With my spinning rod it was more of a game for us to see if I was faster than the fish in snagging him, but with the fly rod I have watched the fish come up to the surface and attack the fly. I got started for about $125 and that included some hip waders, a rod and reel and some basic supplies.

Robb


----------



## Grandpa D (Sep 7, 2007)

I wouldn't say that fly fishing is better, just different.
I like to use several different methods of angling throughout the year.
I once tried to ice fish with my fly rod, but I was too tired to cast after cutting the huge hole that I had to make!  
I will say this about fly fishing.
Tie your own fly and then catch a fish with it. After you have done this, you will know why people like to fly fish! :wink:


----------



## lehi (Sep 13, 2007)

I think it is fun to cast to fish that you can see and have them take your nymph or dry fly. I find it difficult to do this with spinners. I think fly fishing is a little funner, but I still like to spin fish.


----------



## Improv (Sep 8, 2007)

I’m sure I’ll get some flak for this, but here it goes. For me fly-fishing is a natural progression when it comes to fishing. When we all started in this sport, I’m sure most of started out chucking a worm or Power Bait – it was easy, just load up the bait on a bare hook, chuck it anywhere in the lake, set the poll down and watch and wait. Most 5-8 year old kids can master this in a matter of minutes. However, sometime during this process some of us got board and moved on to more challenging thing such as spinners and/or flies. For those of you that moved on to spinners I’m sure that you would all agree that spinner fishing it’s a lot more fun then waiting for an inanimate object to become animated. With spinners you get to cast a hell of a lot more times – You discover that it makes a difference whether you reel in your lure slow or fast. You also discover the wonderful world of colors and that a certain color lure on certain day can make a difference. And… maybe for the fist time, you get to actually watch a fish chase down your lure and attach it. (Something you don’t see a lot of while fishing with Power Bait.) 

Now… take it even one step further. You can see the trout holding in a deep run or just off to the side hugging the bank of a big river - you tie on a fly that you are certain will do the trick. You cast, it’s got the perfect drift, and it goes right over the trout’s nose without so much as a flinch from the trout. 30 minutes later and 10 flies later you finely figure out just exactly what that big trout wants and this time your perfect fly with the perfect cast with the perfect drift pays you dividends. The thrill of fly-fishing is the whole process, from learning how to tie your own flies, to learning how to cast your rod (fly fisherman use rods, they no longer use polls), and figuring out what bugs fish eat and what time of year they eat them and what size and color that bugs got to be before you’ll get a trout to take it.
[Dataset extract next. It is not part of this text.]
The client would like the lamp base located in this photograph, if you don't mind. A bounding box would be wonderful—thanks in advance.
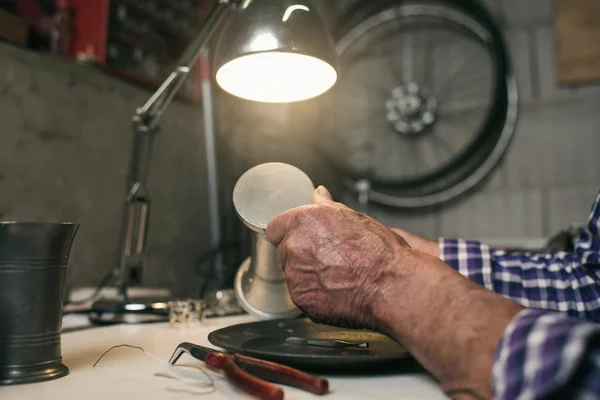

The whole process is a lot more challenging. If you haven’t seen the movie (and I can’t imagine who that might be) go and rent “A River Run’s Through it”. Norman Maclean puts into words what so many of us feel when it comes to fly-fishing. 

Fly-fishing can take a lifetime to master, whereas getting the right amount of Power Bait on your hook may just take a matter of minutes. 

I know it may seem that fly-fisherman act like they are better then the other fisherman, but I think you’ll find that we are just very passionate about our trade. However, we are also willing to tell you about our trade and even teach you a few things if you’re want to learn.


----------



## chuckmiester (Sep 9, 2007)

+1 improv. also fly-rods are much more sensitive than spinning/bait rods. your rode could be bent in half on a fly rod when you have a 12"er on there whereas on a spinning rod it takes a 20"er.


----------



## JuddCT (Sep 7, 2007)

Whenver I go flyfishing I always carry a spinner pole with me. But I love flyfishing because I like to see the fish take the fly. It is just so thrilling to me to see a big fish slurp a fly off the top. Then I make the perfect cast, with perfect presentation, and he is fooled and slurps up my fly as well. It makes me feel as if I can imitate nature. I don't know. It is just so exciting!


----------



## americanforkdude (Sep 13, 2007)

There are a million reasons. I like it cause its a work of art and you have to earn every fish you catch. It's more challenging then regular fishing and they fight a lot harder on a fly rod. I agree though, tying your own fly and catching fish gives you a feeling nothing else does.


----------



## ScottyP (Sep 12, 2007)

It is not better. Stick to worms and powerbait if your aim is to just put a limit of trout on the table. 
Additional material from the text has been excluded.